Кто бы дал мне сейчас поговорить пару часиков с Юрием Иосифовичем… Я бы, пожалуй, больше молчал.

Маугли и стая

В сентябре 1976 года студия Табакова стала курсом ГИТИСа. К девяти школьникам московского набора, уцелевшим после табаковских экзекуций, добавились качаловы иногородние. Сегодня иных уж нет, а те далече; ни режиссером, ни артистом я не стал, но попадание в «Табакерку» до сих пор считаю одним из главных везений своей жизни.

Точнее сказать: я считаю это главным везением — после самого главного: того, что я родился у собственных родителей, а не по соседству.

Тренеры учат прыгунов в высоту целиться выше планки: гравитация сделает свое черное дело сама. В шестнадцать-семнадцать лет мы знали, что должны быть лучшими. Мы были влюблены друг в друга и в наш будущий театр, на студийных собраниях кипели шекспировские страсти: смертей не зафиксировано, но обморок от переизбытка эмоций имел место.

Планка была поставлена на мировой рекорд. А уж кто, как и докуда долетел — распорядилась судьба.

Среди «табаковцев» первого призыва сегодня есть и народные (заслуженно «народные»), и просто хорошие артисты; кто-то выбыл из этой гонки, кто-то спился. Многие уже не живут на белом свете.

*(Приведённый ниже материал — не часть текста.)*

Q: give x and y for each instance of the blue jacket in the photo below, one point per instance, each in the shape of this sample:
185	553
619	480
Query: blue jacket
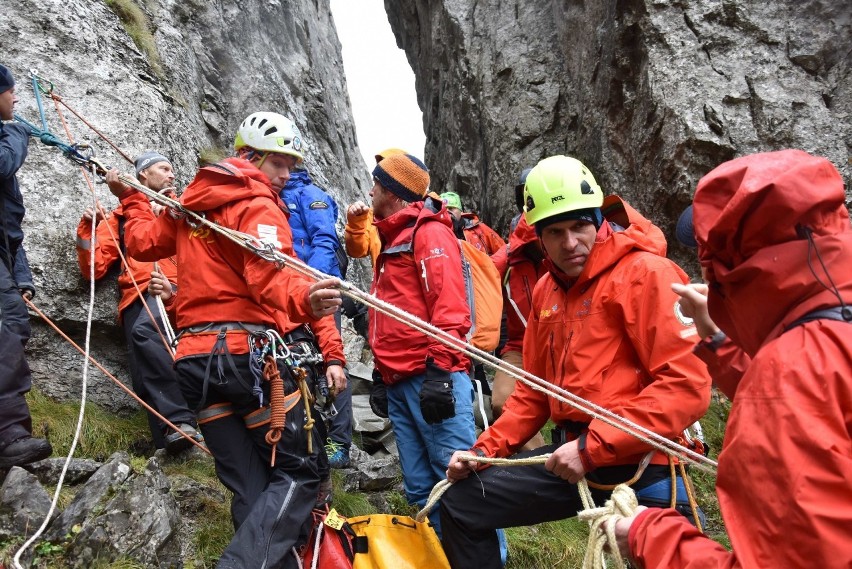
313	219
14	138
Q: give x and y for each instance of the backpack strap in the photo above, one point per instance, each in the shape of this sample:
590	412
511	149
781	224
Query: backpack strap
839	313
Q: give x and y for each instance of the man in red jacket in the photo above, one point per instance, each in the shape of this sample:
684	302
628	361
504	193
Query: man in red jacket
230	299
151	363
429	394
775	246
469	227
605	326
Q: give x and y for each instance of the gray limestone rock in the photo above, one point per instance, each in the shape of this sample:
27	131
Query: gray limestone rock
182	89
49	470
24	504
92	497
650	94
140	522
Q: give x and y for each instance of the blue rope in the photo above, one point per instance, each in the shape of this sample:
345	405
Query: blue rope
50	139
44	126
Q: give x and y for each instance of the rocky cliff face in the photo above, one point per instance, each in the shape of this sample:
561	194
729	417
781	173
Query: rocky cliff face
191	71
649	94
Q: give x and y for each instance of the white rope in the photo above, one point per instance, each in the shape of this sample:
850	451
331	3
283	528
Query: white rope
269	253
622	504
81	414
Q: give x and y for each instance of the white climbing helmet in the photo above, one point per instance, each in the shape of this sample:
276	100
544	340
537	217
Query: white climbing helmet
270	132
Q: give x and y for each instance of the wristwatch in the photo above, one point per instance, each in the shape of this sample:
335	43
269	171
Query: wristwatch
713	342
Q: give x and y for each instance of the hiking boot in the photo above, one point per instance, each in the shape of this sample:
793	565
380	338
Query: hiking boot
176	442
24	451
338	454
324	494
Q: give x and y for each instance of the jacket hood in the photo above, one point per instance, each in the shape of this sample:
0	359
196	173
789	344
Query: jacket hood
227	181
522	237
751	217
412	216
298	179
624	230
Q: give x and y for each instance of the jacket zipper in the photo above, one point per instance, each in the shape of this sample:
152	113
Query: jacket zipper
425	280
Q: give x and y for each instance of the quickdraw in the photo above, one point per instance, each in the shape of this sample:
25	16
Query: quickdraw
267	349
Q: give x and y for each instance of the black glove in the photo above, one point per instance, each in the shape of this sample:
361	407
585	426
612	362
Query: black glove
379	396
436	395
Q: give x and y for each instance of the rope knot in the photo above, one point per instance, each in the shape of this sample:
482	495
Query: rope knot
601	520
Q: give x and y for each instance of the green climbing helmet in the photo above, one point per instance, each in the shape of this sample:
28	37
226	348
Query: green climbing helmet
270	132
452	199
557	185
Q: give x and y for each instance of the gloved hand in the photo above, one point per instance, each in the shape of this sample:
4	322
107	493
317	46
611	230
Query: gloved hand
436	395
379	396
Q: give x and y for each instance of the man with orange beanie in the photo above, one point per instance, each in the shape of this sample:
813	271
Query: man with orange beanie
429	394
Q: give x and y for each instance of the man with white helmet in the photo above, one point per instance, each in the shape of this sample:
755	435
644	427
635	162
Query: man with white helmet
604	325
229	299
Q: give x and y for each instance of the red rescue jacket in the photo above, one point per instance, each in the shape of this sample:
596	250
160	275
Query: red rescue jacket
219	280
107	253
523	266
785	470
614	337
424	278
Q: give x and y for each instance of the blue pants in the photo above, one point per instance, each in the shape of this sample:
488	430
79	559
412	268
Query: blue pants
425	450
15	378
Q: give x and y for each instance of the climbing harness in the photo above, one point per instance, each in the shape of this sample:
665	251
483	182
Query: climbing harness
268	350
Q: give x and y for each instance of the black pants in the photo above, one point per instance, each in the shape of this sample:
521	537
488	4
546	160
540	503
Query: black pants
271	506
152	369
511	496
15	378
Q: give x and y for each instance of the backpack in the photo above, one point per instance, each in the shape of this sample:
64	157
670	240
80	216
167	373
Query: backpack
484	297
483	291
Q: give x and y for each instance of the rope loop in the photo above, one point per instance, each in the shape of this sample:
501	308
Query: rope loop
278	415
601	520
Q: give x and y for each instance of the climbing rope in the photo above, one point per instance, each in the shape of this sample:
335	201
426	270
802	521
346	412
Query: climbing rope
278	415
77	429
601	520
112	377
268	252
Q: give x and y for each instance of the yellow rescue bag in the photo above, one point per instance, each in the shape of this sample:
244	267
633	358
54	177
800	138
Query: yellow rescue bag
384	541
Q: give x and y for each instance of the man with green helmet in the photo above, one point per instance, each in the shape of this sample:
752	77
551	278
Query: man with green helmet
469	227
604	325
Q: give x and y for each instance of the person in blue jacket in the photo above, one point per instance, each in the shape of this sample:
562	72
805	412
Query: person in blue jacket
17	445
313	219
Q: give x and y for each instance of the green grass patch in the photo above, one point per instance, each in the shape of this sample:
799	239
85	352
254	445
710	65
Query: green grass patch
139	28
212	534
102	434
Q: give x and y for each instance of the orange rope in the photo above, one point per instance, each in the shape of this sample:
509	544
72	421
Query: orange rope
56	98
113	378
278	415
112	235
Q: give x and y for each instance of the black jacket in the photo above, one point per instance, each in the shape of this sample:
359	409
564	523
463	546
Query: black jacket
14	138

А те, которые живут, делают это в Киеве, в Монреале, в Москве, в Нью-Джерси… В Страну Басков уводят следы польской красавицы Марыси Шиманской (помните, ровеснички, блондинку из фильма «Берегите женщин»?).

А выше всех взлетела Лена Майорова. Я бы слукавил, если бы сказал, что это было ясно с самого начала. С самого начала было ясно другое: в Ленке обитает огромный темперамент. Малоуправляемый, он даже немного пугал: в игру она включалась абсолютно, восхищая самоотдачей больше, чем художественным результатом.

В дипломном спектакле по Николаю Островскому роли у Ленки не было вообще — одна реплика. Подавать ее студентка Майорова должна была фактически из-за кулис, просунутой в дверь головой. Реплика была такая:

— Ребята, Ленин умер!

Студия наша находилась в подвале на улице Чаплыгина — Ленка разгонялась, наверное, от Большого Харитоньевского. Вестник трагедии, по дороге умело роняя ведра, топотом немаленьких ног она оповещала зрителя о размерах грядущего ужаса. Какие отношения связывали Майорову с ленинизмом, я не знаю, но находиться в темном, узком студийном коридорчике, по которому с горящими глазами неслась Ленка, было опасно для жизни.

Полную Ленкину включенность в игру мне однажды довелось испытать на себе, чуть ли не физически.

В спектакле «Маугли» я бегал в массовке — в стае. Ближе к финалу эта самая стая, наущаемая тигром Шер-ханом, шла, как полагается, убивать Маугли. На защиту Маугли-Смолякова, в числе прочих, вставала Багира-Майорова.

И говорила она нам, волкам, нечто вроде того, что, мол, вы можете убить его, но прежде умрут многие из вас… И обводя стаю взглядом, завершала эту панораму на мне (будучи маленького роста, в массовых сценах я всегда располагался на переднем плане).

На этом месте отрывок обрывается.